The screenplay tosses out half-formed ideas and pointless digressions like a word-salad shooter set on “extreme.” For example, at one point our young heroes come to a river they have to get across. Presumably, in the script, the line “I’m looking for a bridge to get us across” made sense in Kouba’s mind, as he envisioned some brutal rapids or the predator-filled waters of a wide and ominous body of water. Instead, three seconds after Calia announces she’s looking for said bridge, they end up making the bold decision to simply wade through... a stream maybe 8 feet wide:

Screenshot: Amazon

The film doesn’t even deliver exposition in a logical manner. We discover this in large part thanks to a new voice-over narration (which replaces the title cards) after the time jump, delivered by Calia and explaining that we’re about to watch the story of Kronos, Andrew, and how this unassuming X9 changed everything. Only she seems to be confused as to when she’s telling this story. All of her explanations point to this being told from the future, after it all went down, but then she’ll periodically stop to posit hypotheses she would presumably already know the answer to. Like, say, whether or not “rumors” of Aurora are true, given she already knows how Andrew changed everything.

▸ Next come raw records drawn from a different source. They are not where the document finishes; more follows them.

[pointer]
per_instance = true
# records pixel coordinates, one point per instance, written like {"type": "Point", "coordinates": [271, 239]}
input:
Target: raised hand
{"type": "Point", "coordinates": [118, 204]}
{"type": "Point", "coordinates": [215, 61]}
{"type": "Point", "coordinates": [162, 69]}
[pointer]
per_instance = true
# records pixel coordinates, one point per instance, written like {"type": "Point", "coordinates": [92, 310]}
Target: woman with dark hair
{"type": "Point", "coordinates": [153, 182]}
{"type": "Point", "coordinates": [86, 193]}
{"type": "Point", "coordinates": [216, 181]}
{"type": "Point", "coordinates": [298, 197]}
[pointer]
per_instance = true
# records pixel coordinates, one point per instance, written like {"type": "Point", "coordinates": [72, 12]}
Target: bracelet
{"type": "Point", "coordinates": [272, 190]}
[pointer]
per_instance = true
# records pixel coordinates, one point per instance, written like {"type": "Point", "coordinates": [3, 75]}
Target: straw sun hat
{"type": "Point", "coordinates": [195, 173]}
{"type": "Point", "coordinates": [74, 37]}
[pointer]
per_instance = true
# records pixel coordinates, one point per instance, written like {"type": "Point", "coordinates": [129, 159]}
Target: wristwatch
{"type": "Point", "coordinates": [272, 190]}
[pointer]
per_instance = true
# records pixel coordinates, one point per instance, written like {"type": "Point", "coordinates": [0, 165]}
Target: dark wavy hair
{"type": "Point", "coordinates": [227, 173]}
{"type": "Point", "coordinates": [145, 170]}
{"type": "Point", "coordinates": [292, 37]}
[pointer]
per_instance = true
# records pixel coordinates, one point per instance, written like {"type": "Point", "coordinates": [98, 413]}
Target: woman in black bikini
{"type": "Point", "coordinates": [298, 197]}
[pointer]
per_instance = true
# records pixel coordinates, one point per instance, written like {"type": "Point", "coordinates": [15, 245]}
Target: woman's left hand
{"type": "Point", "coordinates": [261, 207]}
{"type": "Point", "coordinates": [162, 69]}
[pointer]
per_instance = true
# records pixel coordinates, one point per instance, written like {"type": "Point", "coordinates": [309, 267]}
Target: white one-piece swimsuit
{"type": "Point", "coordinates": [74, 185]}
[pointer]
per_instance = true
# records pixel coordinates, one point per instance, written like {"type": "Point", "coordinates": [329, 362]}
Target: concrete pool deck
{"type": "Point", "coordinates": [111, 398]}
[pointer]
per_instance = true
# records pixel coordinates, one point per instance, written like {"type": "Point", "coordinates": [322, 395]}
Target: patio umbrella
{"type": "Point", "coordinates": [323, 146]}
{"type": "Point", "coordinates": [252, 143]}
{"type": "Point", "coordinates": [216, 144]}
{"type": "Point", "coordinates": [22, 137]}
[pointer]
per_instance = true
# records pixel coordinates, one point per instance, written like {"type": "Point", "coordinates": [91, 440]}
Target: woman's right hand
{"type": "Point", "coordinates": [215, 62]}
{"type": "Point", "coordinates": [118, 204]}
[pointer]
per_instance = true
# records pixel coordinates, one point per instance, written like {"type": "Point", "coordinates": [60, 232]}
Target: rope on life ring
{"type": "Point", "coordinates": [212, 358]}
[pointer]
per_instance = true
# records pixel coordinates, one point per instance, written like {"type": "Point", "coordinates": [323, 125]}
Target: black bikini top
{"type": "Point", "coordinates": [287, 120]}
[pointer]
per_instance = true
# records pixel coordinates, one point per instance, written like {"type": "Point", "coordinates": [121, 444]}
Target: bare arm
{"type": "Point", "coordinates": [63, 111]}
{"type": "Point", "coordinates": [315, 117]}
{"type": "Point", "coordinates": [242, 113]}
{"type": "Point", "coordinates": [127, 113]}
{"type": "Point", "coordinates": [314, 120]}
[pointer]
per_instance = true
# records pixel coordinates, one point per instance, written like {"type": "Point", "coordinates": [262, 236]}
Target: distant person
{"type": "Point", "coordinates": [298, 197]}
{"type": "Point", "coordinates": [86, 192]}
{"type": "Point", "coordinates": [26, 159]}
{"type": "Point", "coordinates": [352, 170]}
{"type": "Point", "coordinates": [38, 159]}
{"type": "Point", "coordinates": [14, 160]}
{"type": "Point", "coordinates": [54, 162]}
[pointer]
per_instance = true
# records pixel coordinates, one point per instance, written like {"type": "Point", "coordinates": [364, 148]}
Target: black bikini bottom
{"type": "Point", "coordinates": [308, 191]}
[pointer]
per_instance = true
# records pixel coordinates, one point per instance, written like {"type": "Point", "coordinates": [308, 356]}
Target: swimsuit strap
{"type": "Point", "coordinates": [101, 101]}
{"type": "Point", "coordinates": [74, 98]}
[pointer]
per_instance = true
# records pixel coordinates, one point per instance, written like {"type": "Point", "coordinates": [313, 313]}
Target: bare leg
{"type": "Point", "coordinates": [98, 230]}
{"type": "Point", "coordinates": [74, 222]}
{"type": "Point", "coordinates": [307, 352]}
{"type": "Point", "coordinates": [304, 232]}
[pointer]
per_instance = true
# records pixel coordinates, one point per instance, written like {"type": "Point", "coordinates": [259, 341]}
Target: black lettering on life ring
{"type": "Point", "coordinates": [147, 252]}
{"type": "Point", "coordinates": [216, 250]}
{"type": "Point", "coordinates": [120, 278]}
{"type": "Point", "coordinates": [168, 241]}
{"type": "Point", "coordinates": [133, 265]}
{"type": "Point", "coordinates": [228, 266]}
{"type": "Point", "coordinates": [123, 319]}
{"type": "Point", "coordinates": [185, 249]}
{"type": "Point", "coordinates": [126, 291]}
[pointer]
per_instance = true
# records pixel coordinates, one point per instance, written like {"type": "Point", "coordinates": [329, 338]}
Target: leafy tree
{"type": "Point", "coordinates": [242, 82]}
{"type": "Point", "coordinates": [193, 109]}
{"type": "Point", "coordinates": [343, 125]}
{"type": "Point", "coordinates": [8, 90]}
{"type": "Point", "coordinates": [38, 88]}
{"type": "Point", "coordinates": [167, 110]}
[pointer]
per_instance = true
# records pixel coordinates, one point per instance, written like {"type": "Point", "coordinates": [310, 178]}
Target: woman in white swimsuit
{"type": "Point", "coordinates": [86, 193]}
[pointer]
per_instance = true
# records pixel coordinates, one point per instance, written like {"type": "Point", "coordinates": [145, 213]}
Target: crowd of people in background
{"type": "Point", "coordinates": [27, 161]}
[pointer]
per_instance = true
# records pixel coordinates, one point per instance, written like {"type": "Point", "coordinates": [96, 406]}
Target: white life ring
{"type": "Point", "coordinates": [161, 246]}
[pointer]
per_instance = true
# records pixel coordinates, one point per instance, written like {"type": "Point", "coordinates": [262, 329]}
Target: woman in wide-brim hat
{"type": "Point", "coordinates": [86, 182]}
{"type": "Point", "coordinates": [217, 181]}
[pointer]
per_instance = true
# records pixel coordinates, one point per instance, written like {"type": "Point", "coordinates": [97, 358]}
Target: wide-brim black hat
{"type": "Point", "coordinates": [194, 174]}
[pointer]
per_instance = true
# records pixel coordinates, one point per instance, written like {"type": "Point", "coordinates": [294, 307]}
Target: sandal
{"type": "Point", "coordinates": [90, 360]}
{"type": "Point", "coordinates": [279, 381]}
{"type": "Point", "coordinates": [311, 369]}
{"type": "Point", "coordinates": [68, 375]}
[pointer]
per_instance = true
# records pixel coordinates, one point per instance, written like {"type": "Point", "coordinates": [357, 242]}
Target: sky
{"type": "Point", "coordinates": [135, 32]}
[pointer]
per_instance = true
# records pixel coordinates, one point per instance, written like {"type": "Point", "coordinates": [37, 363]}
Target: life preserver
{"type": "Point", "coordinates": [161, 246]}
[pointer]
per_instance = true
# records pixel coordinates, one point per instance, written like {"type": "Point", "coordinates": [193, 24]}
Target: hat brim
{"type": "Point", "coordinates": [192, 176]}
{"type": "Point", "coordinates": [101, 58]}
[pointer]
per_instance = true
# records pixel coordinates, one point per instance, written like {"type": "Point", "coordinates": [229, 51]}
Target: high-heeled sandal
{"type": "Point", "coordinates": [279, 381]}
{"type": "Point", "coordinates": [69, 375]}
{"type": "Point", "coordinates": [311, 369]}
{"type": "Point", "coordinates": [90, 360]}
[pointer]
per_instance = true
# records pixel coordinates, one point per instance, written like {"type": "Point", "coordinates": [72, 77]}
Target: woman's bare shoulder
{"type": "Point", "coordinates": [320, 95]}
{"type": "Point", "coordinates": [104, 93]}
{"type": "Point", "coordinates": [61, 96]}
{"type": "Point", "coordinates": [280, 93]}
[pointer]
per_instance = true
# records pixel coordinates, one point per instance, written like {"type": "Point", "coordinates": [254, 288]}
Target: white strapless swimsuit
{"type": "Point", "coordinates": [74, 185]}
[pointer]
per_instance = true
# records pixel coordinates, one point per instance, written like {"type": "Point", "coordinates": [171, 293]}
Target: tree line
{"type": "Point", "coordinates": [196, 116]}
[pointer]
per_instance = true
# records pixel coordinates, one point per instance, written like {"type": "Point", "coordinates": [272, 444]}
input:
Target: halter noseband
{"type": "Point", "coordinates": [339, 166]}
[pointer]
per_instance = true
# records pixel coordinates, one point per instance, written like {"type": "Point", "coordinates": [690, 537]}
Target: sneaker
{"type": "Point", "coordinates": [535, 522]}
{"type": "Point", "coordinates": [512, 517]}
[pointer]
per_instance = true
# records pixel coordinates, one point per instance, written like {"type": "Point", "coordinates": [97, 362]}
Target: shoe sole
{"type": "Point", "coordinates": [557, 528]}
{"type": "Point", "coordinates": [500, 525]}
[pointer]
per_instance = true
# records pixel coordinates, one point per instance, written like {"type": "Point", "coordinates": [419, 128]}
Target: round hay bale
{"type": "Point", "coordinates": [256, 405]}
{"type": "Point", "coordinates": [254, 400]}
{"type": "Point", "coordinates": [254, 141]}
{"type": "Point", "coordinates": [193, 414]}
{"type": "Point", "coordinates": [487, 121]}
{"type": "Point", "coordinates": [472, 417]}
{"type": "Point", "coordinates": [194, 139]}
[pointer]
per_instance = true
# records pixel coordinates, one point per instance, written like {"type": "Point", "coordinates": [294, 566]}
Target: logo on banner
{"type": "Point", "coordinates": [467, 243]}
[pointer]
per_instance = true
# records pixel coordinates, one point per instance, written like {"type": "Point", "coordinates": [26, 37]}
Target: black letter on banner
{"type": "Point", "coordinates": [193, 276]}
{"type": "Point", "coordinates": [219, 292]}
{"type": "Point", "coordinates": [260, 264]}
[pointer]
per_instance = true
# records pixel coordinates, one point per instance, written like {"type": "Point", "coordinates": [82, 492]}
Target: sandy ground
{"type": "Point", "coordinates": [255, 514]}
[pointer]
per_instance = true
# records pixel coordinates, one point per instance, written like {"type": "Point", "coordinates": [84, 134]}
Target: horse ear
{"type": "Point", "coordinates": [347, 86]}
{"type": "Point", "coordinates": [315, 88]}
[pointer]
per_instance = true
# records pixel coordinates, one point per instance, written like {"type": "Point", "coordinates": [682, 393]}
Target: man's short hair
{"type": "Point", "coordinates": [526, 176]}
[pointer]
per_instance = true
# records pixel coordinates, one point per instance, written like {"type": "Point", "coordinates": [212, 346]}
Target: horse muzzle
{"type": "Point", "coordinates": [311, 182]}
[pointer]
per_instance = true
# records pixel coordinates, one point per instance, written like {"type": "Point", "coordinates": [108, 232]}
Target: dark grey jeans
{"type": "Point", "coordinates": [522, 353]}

And if Andrew is the android destined to change the fate of humanity, he was apparently designed by Kronos for minimum emoting ability. Another of Kouba’s returning collaborators from his shorts, actor Julian Schaffner has two main settings: slack-jawed and wide-eyed, or sometimes both at once. Most of the time, he just stares in open-mouthed confusion at whatever he’s seeing, be it a giant killer robot or a young woman asking him a simple question. At one point he’s asked to cry when confronted with a vision of his mother, and it makes you wish he had stuck to the dumbfounded expression he normally employs. (He also tends to run like Bob’s Burgers’ Tina Belcher, arms hanging listlessly, which is at least fun to watch.) Kronos also apparently thought a clever way to have his android blend in with other humans in a post-apocalyptic hellscape would be by giving him frosted tips with a bold dye job.

Screenshot: Amazon

You’ve heard the expression that a lot of actors will often rise or fall to the quality of the script? If that’s the case, perhaps Schaffner is secretly a great artist undone by the screenplay, a demonstration of how a single line of dialogue so completely at odds with the premise of the narrative is capable of pulling a viewer completely out of the story. To wit: Observe this scene in which Andrew and Calia explore a long-abandoned church, and Andrew offers up the bit of information that his folks used to drive him to church every week. You know, just a perfectly plausible childhood memory from 97 years after all societies and technology were wiped out, and killer robots roam the land hunting the remaining humans. Calia accepts this as obviously as she would Andrew’s mentioning he knows how to walk on two legs and makes sounds with his mouth.

But it’s not just plot-related concerns which beggar belief at times. Even more unsuccessful are the times Singularity asks us to believe these sentences that would come out of the mouths of humans in the first place. For example, here’s a scene where Andrew has just freed Calia from the clutches of Kronos’ brotherly henchman, and she realizes that even though he’s a machine—cue the strings—he’s also good. Swiss actor Jeannine Wacker occasionally manages an adequate performance (even if it occasionally seems like she cast more for her resemblance to Jennifer Lawrence in The Hunger Games, arrow-dispensing weapons and all), but she slips into zombie mode when delivering this dreck:

Keep in mind, she’s supposed to be the human, and he’s the robot.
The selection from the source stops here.